By LeAnn Nguyen
January 22, 2018
A common new year resolution is to try new things and expand our horizons. However, keeping this resolution may prove harder than it seems at first, since it may be difficult to break away from our usual routines without using up too much time or money.
Fortunately, trying to be more adventurous doesn’t necessarily mean that you have to make dramatic moves like travelling around the world. It’s possible to be more adventurous just by seeking out unusual experiences in your own backyard. Food is one example of an area where it’s not too difficult to be more adventurous, especially in a diverse city like Seattle.
These five restaurants all serve dishes that some people might consider unorthodox. For those of you who are looking to expand your palette in the new year, though, these are some excellent places to expand your culinary horizons.
Let’s start easy. Some might not even consider these mudbugs adventurous at all. But they’re still uncommon enough in the Pacific Northwest. Crawfish restaurants spread across Seattle with names like Crawfish King in the ID, Cajun Crawfish near Othello Station, and Crawfish House in White Center. They’re often served as a boil along with other seafood and each restaurant is known by the special sauces used to cook the crawlies.

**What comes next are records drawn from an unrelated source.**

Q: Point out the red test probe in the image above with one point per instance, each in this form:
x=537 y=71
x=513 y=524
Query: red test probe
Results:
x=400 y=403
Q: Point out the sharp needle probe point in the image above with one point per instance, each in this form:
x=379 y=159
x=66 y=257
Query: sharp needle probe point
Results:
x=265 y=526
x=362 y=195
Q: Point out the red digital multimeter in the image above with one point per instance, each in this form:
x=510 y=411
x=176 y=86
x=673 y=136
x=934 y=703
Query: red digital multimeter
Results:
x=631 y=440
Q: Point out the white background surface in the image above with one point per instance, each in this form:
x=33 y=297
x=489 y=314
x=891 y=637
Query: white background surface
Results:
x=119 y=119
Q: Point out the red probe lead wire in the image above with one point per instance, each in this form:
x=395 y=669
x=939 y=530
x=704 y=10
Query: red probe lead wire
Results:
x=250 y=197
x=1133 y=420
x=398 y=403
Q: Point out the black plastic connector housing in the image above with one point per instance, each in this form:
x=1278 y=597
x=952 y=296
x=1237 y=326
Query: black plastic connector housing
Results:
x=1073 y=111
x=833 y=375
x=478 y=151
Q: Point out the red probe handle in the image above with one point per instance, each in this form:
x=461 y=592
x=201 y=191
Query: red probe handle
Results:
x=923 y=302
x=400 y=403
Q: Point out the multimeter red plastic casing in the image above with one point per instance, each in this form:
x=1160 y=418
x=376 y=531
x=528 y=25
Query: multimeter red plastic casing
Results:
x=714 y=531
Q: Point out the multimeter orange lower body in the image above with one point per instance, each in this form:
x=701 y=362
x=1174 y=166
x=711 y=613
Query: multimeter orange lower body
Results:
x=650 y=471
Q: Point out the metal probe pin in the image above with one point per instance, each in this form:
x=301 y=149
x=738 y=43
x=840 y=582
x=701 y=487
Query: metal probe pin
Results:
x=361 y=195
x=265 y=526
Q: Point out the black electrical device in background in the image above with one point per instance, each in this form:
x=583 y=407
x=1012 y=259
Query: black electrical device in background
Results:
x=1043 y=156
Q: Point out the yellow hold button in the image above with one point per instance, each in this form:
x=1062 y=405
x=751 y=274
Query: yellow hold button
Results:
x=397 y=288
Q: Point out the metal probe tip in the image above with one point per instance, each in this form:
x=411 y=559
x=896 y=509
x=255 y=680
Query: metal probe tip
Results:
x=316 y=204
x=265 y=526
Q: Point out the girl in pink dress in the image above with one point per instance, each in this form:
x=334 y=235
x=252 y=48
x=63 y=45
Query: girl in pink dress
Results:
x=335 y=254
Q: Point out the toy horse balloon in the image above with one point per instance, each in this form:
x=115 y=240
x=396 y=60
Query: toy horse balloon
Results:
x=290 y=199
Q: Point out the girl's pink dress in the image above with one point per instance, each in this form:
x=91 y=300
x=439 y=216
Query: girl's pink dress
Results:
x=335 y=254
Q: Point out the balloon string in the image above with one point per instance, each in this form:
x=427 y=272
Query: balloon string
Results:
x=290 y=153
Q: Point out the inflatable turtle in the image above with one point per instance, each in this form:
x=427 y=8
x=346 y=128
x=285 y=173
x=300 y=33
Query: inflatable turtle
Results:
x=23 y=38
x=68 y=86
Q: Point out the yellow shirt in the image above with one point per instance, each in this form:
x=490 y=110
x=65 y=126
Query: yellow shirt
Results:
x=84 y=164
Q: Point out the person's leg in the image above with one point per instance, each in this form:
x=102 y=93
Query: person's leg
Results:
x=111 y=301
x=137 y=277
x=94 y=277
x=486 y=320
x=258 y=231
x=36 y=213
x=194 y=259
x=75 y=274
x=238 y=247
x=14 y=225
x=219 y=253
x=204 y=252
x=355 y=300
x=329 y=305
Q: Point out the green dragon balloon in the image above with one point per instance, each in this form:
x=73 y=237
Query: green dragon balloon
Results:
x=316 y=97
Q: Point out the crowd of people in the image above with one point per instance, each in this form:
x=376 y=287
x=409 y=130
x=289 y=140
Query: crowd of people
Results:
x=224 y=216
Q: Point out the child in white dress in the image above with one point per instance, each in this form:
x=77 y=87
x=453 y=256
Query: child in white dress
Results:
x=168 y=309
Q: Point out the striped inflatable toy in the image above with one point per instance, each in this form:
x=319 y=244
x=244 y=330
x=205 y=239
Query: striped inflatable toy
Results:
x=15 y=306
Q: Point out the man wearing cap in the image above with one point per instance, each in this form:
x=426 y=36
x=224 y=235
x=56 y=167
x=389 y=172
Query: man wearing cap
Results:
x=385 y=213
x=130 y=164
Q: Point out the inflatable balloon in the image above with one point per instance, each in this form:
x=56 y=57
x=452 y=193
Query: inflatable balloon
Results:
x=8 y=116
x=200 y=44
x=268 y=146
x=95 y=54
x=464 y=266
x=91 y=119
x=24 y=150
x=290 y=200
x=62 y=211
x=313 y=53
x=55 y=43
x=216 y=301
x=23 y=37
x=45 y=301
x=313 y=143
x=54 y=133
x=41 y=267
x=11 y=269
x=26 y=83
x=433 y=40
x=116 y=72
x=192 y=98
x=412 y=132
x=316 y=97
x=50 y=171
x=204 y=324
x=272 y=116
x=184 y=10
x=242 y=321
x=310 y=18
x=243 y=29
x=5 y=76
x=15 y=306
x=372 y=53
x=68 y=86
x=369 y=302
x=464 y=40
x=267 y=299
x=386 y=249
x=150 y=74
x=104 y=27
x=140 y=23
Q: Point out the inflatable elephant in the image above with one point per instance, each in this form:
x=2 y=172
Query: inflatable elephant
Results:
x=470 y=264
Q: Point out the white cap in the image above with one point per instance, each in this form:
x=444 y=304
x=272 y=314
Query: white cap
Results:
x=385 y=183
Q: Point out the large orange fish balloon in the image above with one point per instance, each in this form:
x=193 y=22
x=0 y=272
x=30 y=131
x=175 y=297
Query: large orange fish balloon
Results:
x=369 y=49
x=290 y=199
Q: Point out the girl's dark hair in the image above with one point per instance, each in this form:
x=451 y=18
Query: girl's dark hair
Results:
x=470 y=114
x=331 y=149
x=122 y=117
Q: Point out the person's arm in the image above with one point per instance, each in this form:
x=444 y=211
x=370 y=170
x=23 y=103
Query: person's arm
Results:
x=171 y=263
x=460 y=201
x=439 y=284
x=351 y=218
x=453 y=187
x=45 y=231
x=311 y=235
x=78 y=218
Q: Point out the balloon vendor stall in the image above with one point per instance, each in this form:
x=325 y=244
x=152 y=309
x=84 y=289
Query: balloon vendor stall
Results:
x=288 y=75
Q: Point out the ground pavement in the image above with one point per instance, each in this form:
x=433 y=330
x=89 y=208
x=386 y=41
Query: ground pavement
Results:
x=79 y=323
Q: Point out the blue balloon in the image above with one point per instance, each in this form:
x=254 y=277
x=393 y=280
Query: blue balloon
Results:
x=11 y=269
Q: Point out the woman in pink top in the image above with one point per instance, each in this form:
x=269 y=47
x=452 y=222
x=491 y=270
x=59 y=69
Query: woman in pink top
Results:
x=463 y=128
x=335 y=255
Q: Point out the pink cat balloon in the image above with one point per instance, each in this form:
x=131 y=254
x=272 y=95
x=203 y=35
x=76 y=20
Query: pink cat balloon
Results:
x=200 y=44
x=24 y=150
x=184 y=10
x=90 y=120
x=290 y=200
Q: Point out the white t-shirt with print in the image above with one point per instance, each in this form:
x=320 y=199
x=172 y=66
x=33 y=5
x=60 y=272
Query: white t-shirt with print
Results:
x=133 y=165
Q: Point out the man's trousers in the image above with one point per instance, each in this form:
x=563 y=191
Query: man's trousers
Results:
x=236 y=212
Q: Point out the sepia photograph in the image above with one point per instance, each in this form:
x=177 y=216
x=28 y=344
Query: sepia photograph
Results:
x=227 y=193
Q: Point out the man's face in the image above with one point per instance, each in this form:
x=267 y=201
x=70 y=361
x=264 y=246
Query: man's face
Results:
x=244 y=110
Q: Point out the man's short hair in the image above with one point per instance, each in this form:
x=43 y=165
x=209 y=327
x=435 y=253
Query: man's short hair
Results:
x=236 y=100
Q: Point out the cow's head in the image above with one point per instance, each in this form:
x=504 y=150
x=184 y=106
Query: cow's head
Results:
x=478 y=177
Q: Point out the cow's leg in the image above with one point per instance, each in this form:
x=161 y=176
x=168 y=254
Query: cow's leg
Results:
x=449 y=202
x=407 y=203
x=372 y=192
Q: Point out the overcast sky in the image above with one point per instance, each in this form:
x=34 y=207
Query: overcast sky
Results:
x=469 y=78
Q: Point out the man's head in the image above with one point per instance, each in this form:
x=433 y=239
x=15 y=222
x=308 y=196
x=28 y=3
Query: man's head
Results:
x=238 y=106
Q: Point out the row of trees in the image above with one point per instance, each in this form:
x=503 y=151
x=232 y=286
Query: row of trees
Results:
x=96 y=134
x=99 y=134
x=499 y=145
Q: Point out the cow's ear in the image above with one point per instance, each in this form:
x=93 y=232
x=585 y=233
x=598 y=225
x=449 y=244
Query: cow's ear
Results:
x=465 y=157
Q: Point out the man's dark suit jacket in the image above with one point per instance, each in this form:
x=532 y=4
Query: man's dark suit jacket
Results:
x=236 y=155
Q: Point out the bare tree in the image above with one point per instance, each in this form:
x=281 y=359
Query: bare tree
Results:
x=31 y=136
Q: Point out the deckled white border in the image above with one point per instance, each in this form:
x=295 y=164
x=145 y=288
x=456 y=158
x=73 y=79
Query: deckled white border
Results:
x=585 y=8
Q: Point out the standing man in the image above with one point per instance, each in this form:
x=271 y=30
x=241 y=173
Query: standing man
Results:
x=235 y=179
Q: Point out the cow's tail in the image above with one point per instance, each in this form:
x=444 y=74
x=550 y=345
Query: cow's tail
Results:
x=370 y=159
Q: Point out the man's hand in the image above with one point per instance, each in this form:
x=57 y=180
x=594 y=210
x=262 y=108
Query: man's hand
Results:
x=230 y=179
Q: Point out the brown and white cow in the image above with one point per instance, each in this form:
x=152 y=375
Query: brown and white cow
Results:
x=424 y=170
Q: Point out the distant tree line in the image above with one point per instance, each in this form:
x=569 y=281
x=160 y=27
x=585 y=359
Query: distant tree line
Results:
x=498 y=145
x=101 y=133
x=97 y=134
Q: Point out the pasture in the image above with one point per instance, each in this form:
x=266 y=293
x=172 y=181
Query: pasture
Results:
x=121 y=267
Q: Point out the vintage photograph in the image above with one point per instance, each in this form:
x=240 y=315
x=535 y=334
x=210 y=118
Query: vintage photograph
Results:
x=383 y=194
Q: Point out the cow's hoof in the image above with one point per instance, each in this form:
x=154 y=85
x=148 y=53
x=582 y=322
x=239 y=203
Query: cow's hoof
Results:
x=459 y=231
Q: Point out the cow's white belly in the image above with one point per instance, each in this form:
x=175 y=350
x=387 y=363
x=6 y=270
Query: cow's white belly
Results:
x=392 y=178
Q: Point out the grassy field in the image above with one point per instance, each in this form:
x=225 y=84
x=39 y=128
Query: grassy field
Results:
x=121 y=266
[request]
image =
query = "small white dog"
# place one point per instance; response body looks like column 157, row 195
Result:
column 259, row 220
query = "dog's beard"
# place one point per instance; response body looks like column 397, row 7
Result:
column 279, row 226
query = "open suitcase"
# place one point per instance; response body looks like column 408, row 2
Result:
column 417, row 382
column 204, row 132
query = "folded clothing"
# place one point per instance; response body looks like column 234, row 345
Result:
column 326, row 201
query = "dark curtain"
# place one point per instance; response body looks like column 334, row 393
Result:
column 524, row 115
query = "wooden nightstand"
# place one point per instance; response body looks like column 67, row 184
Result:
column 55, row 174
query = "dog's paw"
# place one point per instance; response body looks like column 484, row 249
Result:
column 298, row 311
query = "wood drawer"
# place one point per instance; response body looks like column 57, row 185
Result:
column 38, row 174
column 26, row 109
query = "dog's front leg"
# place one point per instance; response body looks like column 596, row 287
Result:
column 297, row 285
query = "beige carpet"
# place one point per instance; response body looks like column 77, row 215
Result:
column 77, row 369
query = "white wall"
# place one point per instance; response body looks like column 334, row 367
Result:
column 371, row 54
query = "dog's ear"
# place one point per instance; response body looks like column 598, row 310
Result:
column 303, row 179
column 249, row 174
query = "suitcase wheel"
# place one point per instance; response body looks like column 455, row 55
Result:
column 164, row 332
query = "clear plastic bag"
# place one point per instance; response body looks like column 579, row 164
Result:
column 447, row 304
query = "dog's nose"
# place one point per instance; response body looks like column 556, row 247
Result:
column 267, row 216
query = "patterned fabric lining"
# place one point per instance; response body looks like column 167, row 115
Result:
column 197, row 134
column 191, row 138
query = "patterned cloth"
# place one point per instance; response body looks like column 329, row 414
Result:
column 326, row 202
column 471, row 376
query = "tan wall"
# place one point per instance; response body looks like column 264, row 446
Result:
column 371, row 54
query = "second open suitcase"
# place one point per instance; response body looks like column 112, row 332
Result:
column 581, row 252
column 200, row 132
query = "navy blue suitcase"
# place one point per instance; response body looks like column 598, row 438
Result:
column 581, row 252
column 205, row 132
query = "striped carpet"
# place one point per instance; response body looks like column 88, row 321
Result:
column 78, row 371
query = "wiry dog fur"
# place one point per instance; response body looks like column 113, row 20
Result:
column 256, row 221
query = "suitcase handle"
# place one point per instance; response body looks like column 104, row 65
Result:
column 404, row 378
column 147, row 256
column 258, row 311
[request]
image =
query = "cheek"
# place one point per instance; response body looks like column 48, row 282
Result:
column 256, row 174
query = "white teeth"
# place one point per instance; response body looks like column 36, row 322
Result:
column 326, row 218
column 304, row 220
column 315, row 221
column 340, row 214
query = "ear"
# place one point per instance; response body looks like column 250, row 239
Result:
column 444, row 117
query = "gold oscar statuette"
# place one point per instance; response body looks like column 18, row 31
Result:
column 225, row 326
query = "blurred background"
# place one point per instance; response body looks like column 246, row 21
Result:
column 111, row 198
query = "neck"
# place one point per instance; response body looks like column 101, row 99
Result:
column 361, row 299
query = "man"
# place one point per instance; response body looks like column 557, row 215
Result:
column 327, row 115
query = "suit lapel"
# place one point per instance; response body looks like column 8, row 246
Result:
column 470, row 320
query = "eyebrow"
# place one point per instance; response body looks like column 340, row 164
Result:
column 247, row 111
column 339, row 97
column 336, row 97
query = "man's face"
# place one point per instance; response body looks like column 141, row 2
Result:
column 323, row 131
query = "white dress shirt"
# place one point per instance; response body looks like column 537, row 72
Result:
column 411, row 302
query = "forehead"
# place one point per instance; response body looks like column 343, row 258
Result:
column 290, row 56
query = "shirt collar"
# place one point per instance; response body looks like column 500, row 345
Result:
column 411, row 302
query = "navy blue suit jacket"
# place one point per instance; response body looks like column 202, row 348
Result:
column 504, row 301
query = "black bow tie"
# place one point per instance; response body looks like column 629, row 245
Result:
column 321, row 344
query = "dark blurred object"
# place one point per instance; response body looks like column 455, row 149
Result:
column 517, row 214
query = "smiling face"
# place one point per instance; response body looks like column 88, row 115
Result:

Ethiopian restaurants like Cafe Selam in the Central District show that you can have a novel culinary experience not only by eating something unusual, but also by eating it in a different way. Ethiopian cuisine traditionally involves the use of “injera,” a large sourdough flatbread that’s shared among diners in a group. Each person tears off pieces of injera with their hands and uses them to scoop up entrées and side dishes. Café Selam offers platters of both meat and vegetarian dishes to enjoy with your injera, making it a great option for a wide variety of adventurous eaters.
Bun & Oc in the International District is straightforward with their name, which lists the two dishes in which they specialize. You may be familiar with “bún,” or Vietnamese vermicelli noodles, which is served here in many forms. “Ốc,” on the other hand, may be less well-known – it’s the Vietnamese word for snails. While not quite as common to eat them around here, it’s very common in Vietnam, which is reflected in the variety of ways in which Bun & Oc offer the mollusks.
Smoked Pig Head
If you want to share your food adventure with a few friends, complement your drinks with a smoked pig head at Radiator Whiskey, a popular downtown cocktail bar. The half pig head comes complete with tongue and ears, not to mention an abundance of tender, smoked meat. Make sure to call the restaurant a couple of weeks ahead of time to reserve your pork feast.
This self-styled “Global Street Food Restaurant” in Capitol Hill is known for making a wide variety of international foods inspired by the travels of its owner. But perhaps Nue‘s most unusual draw is the water beetles. If you’re worried about the texture, fear not—you only eat the insides, not the shells. Those who can look past the scaly exteriors of the insects will be rewarded with a well-seasoned, flavorful dish.